Who is to blame? Certainly not the average person who barely has enough time to do the neccessary things to survive and who, in a state of physical and mental exhaustion chooses a movie over a book. And why choose a book anyway since all recent fiction is pretty much written with a movie option in mind? I don't know. It bothered me that Ethan and Joel Coen's name's were attached to the Bad Santa movie, since it implies that they no longer give a fuck about making good movies. But they aren't to blame. They've no doubt become accustomed to the lifestyle of the very rich and when they saw such a brilliant classic like Lebowski flop at the box they probably tossed in the towel.
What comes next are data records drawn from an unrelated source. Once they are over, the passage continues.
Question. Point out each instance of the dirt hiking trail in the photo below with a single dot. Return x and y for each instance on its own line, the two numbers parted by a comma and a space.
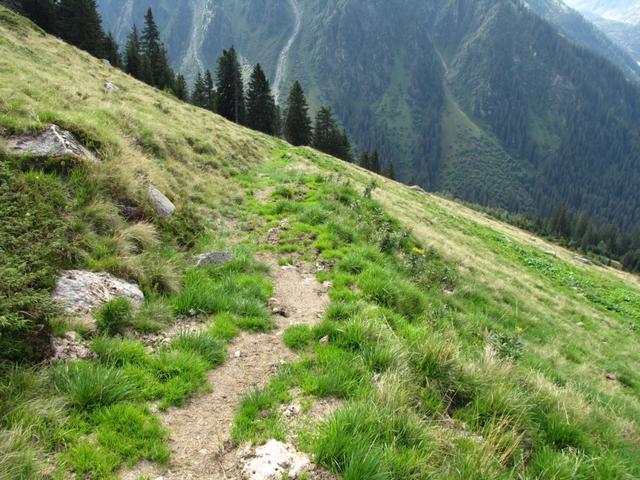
200, 431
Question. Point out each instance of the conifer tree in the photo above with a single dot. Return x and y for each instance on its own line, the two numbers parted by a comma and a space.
365, 160
326, 135
157, 71
344, 151
132, 57
43, 13
297, 124
181, 90
390, 171
261, 107
375, 162
278, 122
209, 92
111, 51
230, 90
79, 24
199, 96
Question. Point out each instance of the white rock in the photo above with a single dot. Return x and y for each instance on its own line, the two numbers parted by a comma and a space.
81, 292
160, 203
53, 142
274, 460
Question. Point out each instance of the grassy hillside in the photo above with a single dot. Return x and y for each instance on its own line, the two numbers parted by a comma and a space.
457, 346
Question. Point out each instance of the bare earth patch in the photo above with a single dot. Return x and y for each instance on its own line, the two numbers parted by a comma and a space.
200, 432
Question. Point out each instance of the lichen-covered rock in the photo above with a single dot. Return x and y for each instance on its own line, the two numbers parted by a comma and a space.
53, 142
213, 258
70, 347
81, 292
160, 203
272, 461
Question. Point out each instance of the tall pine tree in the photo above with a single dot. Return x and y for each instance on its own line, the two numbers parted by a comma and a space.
230, 91
155, 64
328, 138
297, 124
181, 90
199, 95
132, 57
111, 51
375, 162
261, 107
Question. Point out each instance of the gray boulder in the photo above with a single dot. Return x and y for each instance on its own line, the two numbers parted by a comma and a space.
584, 260
82, 292
53, 142
160, 203
213, 258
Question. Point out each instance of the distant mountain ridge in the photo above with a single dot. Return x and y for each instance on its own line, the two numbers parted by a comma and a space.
619, 19
483, 99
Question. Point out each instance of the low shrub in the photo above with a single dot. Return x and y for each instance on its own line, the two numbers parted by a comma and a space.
87, 385
204, 344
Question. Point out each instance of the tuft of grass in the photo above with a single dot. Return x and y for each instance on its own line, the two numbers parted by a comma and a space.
114, 316
132, 433
86, 385
215, 292
387, 289
116, 352
179, 373
204, 344
153, 316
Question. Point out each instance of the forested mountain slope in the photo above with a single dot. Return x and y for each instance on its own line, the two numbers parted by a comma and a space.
445, 345
620, 20
481, 99
581, 31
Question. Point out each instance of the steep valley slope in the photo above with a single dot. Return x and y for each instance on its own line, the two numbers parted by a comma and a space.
483, 99
452, 345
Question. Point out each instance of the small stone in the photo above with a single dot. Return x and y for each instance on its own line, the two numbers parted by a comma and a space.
584, 260
213, 258
160, 203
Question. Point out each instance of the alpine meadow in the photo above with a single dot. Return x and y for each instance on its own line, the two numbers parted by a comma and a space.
294, 239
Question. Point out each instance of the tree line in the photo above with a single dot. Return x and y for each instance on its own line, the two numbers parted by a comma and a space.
578, 231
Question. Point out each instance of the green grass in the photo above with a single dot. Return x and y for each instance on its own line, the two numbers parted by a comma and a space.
441, 347
456, 347
114, 316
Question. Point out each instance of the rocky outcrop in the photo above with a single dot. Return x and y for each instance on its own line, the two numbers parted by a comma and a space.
272, 461
81, 292
53, 142
213, 259
160, 203
70, 347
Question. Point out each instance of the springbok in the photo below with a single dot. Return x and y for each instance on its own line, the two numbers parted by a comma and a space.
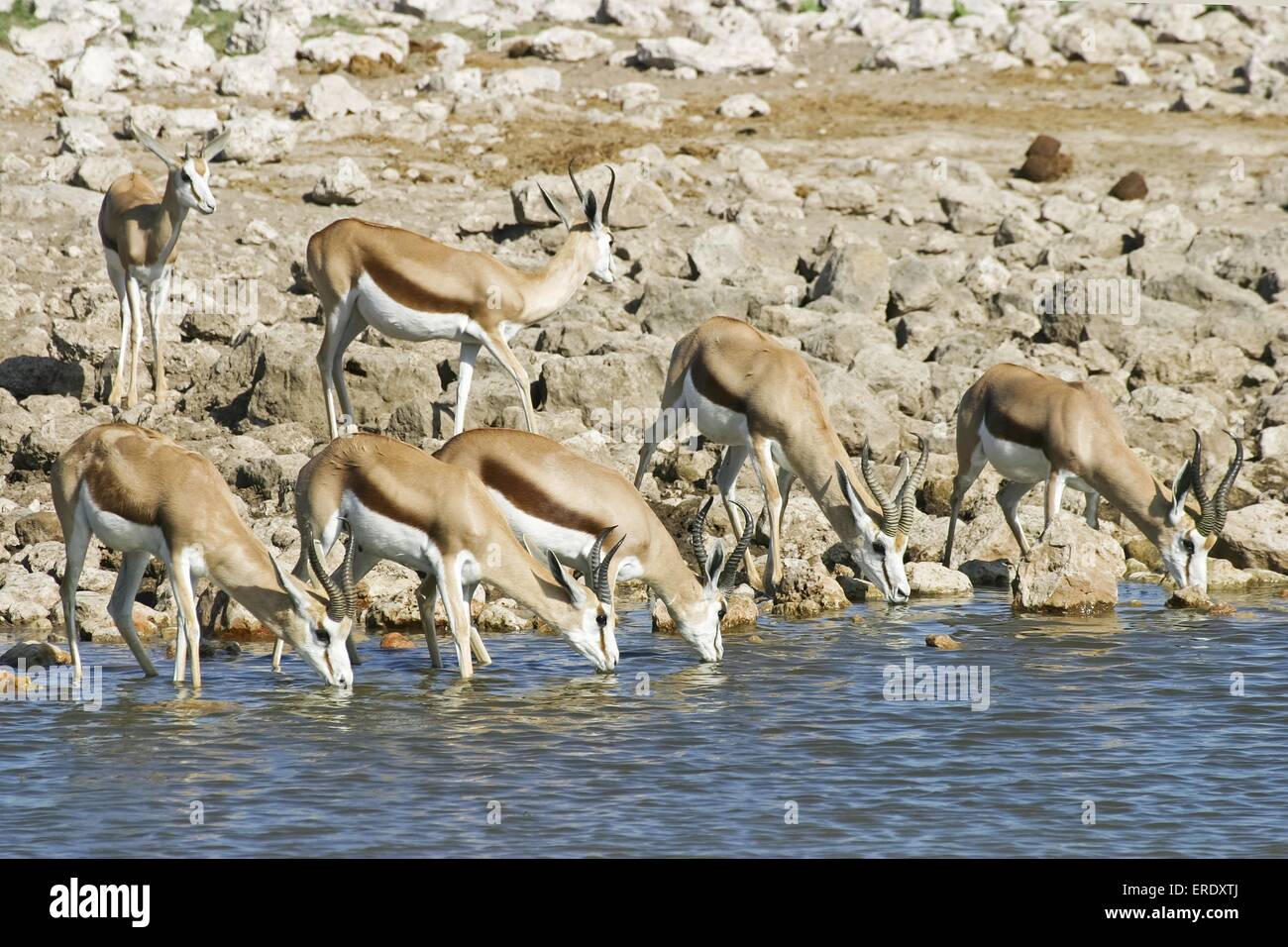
140, 230
439, 521
562, 504
142, 493
1034, 428
412, 287
743, 389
One thing I can't understand though is why more actors and directors and actors who want to direct, don't see talents like Hoadley and scoop them from the gutter, help them out with the greatest gift a writer can have beyond experience--food, drink and a quiet place to write. Most of them, Jarmusch comes to mind, have no business behind the fucking keyboard.

1 Comments:

Anonymous Natalie R. Collins said...

Steve died of an overdose. His demons won, damn them. My heart shrunk a little the day I learned of his death. He wrote dirty realism like Bukowski, but better. He just never got the chance to show the world.